La Ville veut désormais étendre l’initiative à d’autres établissements et multiplier ce type d’interventions avec d’autres personnes adultes-ressources (ex : compagnies de théâtre).
De Paris au Bronx
Mamadou Doucara, directeur d’un Espace Jeunesse parisien, a fait intervenir deux « jeunes charismatiques » pour prévenir les rixes entre jeunes du 18e et du 19e arrondissements. L’Espace Jeunesse leur a fourni des caméras pour qu’ils puissent réaliser un reportage. Ensuite, un séjour a été organisé au Bronx à New York pour les jeunes des deux quartiers rivaux.

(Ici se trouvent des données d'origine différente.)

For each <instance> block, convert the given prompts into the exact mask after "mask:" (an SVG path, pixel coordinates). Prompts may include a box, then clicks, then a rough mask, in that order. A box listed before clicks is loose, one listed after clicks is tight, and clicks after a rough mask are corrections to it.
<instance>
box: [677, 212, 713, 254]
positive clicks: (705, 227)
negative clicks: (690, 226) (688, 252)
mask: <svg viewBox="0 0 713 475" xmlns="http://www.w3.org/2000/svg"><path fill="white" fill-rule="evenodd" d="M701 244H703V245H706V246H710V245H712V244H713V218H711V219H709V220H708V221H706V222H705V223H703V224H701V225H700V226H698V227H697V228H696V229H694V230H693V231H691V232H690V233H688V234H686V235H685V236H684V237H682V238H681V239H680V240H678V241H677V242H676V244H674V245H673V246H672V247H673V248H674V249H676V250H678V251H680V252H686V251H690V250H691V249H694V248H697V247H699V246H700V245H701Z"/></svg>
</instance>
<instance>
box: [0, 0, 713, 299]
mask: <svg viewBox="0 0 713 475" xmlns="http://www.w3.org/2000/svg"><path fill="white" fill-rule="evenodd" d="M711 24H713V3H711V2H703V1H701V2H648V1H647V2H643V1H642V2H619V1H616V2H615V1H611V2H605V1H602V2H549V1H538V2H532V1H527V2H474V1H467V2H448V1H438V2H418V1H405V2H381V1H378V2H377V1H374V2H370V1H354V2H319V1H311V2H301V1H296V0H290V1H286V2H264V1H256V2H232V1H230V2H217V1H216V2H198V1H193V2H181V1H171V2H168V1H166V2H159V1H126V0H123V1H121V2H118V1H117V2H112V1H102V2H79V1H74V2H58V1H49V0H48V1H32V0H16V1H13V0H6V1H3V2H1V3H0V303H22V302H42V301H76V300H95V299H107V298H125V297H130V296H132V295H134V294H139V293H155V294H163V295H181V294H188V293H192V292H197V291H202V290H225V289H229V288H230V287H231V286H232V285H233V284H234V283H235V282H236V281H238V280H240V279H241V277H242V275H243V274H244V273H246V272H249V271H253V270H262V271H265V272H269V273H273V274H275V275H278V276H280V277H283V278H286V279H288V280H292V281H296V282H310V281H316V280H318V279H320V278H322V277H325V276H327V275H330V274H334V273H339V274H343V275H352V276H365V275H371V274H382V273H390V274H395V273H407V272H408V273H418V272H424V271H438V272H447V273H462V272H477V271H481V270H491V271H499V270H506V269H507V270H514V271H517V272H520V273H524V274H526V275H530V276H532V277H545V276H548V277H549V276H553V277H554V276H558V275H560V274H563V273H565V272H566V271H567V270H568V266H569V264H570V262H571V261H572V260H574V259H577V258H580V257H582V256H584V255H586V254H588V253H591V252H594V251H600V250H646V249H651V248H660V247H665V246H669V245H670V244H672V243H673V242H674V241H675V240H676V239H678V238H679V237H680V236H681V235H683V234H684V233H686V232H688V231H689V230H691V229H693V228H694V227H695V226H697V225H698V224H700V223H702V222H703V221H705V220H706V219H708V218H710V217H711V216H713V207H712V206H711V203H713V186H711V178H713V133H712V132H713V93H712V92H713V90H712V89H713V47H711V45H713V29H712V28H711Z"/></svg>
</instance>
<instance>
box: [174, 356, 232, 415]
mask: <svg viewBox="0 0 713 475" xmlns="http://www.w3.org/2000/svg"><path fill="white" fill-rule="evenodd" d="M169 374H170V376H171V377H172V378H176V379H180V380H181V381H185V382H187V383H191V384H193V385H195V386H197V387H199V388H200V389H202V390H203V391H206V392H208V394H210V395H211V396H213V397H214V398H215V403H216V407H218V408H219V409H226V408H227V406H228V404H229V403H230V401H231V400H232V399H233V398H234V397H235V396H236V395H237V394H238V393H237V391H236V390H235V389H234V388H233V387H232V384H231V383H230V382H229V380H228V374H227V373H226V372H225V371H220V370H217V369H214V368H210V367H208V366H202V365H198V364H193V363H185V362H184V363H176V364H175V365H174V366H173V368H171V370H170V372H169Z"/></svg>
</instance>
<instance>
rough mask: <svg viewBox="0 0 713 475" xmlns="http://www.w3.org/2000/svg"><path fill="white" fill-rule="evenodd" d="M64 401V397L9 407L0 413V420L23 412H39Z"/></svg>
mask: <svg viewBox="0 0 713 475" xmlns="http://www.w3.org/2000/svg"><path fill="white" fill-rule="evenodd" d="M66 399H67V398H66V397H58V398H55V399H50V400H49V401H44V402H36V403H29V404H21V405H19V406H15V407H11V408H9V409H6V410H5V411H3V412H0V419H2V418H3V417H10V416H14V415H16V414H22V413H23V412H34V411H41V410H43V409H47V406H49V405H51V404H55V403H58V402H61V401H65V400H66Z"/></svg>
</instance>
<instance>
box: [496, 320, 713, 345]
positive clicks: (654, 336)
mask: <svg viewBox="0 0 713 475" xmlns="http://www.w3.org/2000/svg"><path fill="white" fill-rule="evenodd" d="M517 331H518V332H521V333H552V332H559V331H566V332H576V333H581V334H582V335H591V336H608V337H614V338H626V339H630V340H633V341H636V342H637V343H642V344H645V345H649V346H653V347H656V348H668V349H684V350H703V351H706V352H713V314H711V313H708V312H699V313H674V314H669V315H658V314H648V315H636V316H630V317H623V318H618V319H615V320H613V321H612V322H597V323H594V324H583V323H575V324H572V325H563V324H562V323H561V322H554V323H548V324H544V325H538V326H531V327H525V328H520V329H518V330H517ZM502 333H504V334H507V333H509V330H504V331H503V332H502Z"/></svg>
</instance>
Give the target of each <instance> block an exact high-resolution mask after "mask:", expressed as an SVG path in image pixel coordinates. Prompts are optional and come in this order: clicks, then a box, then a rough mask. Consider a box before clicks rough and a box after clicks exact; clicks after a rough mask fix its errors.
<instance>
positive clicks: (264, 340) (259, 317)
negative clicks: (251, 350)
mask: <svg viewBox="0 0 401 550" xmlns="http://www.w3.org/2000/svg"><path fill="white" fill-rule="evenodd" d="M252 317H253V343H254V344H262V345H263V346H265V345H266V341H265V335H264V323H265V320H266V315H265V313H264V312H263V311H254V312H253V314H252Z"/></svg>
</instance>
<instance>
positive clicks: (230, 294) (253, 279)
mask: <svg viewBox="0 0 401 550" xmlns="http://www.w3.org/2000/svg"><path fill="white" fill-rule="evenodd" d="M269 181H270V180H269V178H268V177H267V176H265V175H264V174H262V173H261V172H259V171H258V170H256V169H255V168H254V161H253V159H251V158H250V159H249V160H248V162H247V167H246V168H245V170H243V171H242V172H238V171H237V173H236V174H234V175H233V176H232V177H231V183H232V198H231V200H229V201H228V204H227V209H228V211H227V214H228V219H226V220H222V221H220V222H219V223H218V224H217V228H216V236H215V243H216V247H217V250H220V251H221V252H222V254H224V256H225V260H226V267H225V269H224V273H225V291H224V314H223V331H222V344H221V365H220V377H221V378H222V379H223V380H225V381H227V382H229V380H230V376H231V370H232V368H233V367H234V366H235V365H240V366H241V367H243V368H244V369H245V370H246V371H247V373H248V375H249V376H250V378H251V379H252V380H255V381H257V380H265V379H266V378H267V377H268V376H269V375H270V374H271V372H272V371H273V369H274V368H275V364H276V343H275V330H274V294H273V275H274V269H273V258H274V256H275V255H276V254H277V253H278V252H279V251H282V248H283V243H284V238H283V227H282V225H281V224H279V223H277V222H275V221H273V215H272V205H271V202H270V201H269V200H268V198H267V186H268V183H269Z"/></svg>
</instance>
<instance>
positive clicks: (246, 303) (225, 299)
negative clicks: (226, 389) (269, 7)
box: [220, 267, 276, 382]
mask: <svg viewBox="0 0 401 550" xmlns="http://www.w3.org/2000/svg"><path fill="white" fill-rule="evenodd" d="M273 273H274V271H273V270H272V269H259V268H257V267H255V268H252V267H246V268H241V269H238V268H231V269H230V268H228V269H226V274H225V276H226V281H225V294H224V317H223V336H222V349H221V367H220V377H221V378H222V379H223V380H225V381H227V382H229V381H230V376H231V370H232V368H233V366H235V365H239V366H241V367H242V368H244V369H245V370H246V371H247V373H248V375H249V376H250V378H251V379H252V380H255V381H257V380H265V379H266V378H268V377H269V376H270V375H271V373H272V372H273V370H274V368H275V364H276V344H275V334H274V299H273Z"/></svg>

En définitive, la connaissance des jeunes pairs du territoire et des enjeux ont permis de faire disparaître les « histoires » entre les deux quartiers.
Atelier boxe et randonnée à Bastia
À Bastia, en Corse, qui a récemment été le théâtre d’une série de rixes, l’association de prévention LEIA a mis en place des ateliers de prévention expérimentaux – boxe, groupe de parole, randonnée, théâtre… – animés par un binôme éducateur/psychologue.
Mobiliser les acteurs du quartier
Ces exemples concrets et l’expérience des participants confirment que la prévention des rixes appelle une approche holistique associant une large diversité d’acteurs locaux et pouvant englober à ce titre les actions de prévention par les pairs. C’est avant tout une dynamique d’acteurs de quartier qu’il convient de favoriser, au sein de laquelle peut et doit s’inscrire la prévention par les pairs.
Il est important de souligner à nouveau que l’intervention des pairs ne signifie pas que les professionnels doivent se dessaisir des problèmes et que ce type de prévention doit s’inscrire dans le cadre d’une stratégie globale.
> Les prochaines webconférences dédiées aux rixes : septembre (date à confirmer) : Aide aux victimes et travail de mémoire
> Lire le communiqué de presse du FFSU sur la prévention des rixes
Le saviez-vous ?
Le FFSU mène depuis 2020 un accompagnement dans plusieurs villes pilotes de Seine-Saint-Denis, à proximité de Paris (France) sur la prévention des rixes entre jeunes, en partenariat avec la Mission métropolitaine des conduites à risque (MMPCR) et le Centre de recherches sociologiques sur le droit et les institutions pénales (CESDIP), avec le soutien de la Préfecture. Les diagnostics locaux, l’analyse des actions déjà réalisées et un parangonnage sur les autres pratiques mises en place en Europe permettront d’élaborer une stratégie qui sera ensuite déployée sur l’ensemble du département.